I don’t have much fear of not making it onto the list, or even being a priority patient. Afterall, I have PSC, a disease which becomes increasingly carcinomic as time goes by, so the sooner a PSC patient has a transplant once eligible, the better. On top of that, I’m a young, otherwise healthy person with a young family who doesn’t drink or use drugs. Since my liver has begun to deteriorate quite rapidly in the last 4 months, the doctors seem to be taking this quite seriously.
Even being high priority on the transplant list does not guarantee I will be matched with a donor liver. The biggest problem is my blood type. Even being a high priority, because the B blood group is quite rare, I may be waiting up to 18 months for a cadaveric (from a dead body) liver, and it’s because of this that the doctors have urged me to consider partial live donation. This is the tricky part. Who do you ask for such a ginormous gift? And of those who would actually consider doing this enourmous, altruistic act, how many are actually B blood type and my body size?
At the end of two direct conversations which I do appreciate (I’d rather know the truth than be fed false hopes), I again felt helpless and hopeless. The doctor told me that now is the time to be selfish, to ask for what I need, that my life depends on it. The tears came when I realized that I am totally out of my element. I am a giver, and feel most comfortable answering to the needs of others. Asking for anything for myself takes me way outside of my comfort zone, and under usual circumstances I’d rather find a solution on my own. Only this time there is no solution to be found on my own other than to wait, pray and try to get on with life.
This brings me to one of the big findings that have been titrated in the last four months. There is a link between leaving hospital, going off of IV antibiotics, and pain. Everytime I’ve gone home to try to resume some inkling of normalcy, the pain becomes unmanageable and I’m forced to go back to hospital. Today’s procedure is aimed to try to find ways inside the body to ease the pain. If nothing can be done, somehow I need to have access to stronger medication. One of the challenges with liver disease is what one can actually ingest. I can’t take paracetamol or ibuprofen, so when I have a headache I generally have to wait it out. At other discharges, they have sent me home with a pain medicine that barely helps manage the pain and certainly doesn’t offer relief. Any discharge is contingent upon today’s ERCP and change in pain medication. Otherwise Im liable to be right back in here by next Monday.

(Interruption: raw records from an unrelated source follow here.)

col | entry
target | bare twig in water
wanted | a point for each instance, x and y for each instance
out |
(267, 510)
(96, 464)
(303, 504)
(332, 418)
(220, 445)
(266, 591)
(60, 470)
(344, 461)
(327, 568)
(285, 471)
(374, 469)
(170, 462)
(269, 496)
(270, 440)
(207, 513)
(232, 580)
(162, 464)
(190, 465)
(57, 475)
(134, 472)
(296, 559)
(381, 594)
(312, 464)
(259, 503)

The most challenging aspect to manage throughout all of this is my mind. In yoga, there is a saying that everything is empty from its own side, that it is each individual’s perception that fills the thing with meaning. In other words, everything in the material world is homogenous and it is our mind that imbues meaning to create differences and diversity of perception (vastu samye citta bhedat tayor vibhakttah).
While I’m in the hospital, each day is focused on projecting into the future. The entire assessment week is completely designed around the ‘what if’ of the future. During this time it is challenging to stay grounded in the present. The conversations I have with doctors and transplant coordinators are based largely on their perceptions, and I’m fascinated with the roller coaster effect this has on my own emotions. One doctor says I may die waiting on the list, another may say I could get a donor liver in a week. Neither is right or wrong, both are possible. Only with the ability to bring myself back into the present do I realize that actually nothing has changed, I’m still Lizzie and I still have a heart beat and a brain and a lifetime of experiences that remind me of how it feels to be in my skin, of how I sense and feel and sit with myself. The things I’m experiencing as challenging in the hospital are actually no different than the things any of you experience in your day to day lives-the challenge of controlling something ultimately uncontrollable: the mind, our destiny.